The Daedra (sing. Daedroth; Eurasian: Didrae, sing. Didra; Dovahzul: Deyra) are a group of powerful immortal beings in Novem Deos. Considered the antithesis of the Aedra, the Daedra share no spiritual or ephemeral connection with the mortal world, and are totally alien beings. They are considered by many Deosians to be evil, cursed creatures, and their worship is highly ostracized in Eurasia and outright banned in Cortoriacum.

The Daedra are ruled, according to Deosian teachings, by the Daedric Princes, a cadre of sixteen of the most powerful Daedra, each of whom rules a section of Oblivion (see Deosian Cosmology). These princes maintain total control of their respective realms, and often seek to ensnare the souls of mortals in Deosian lore.

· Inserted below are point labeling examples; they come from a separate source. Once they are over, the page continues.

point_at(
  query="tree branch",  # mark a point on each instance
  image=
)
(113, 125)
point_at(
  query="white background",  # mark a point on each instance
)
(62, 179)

The word "daedra" is ultimately of Ayleid origin (D'ay'drah), meaning literally "not of our ancestors". It entered English vernacular through Eurasian "Didra". The singular form of daedra is daedroth, however the word daedroth is gradually becoming obsolete as daedra takes on both a singular and plural meaning. Daedra are also commonly referred to as "demons" by laymen and non-Deosians, despite the fact that Daedra do not necessarily fit the conceptualization of "demonic" in all cases. It is worthy of note, however, that many do fill this role, and that Christian concepts of demons may well be based off of Deosian daedric legends.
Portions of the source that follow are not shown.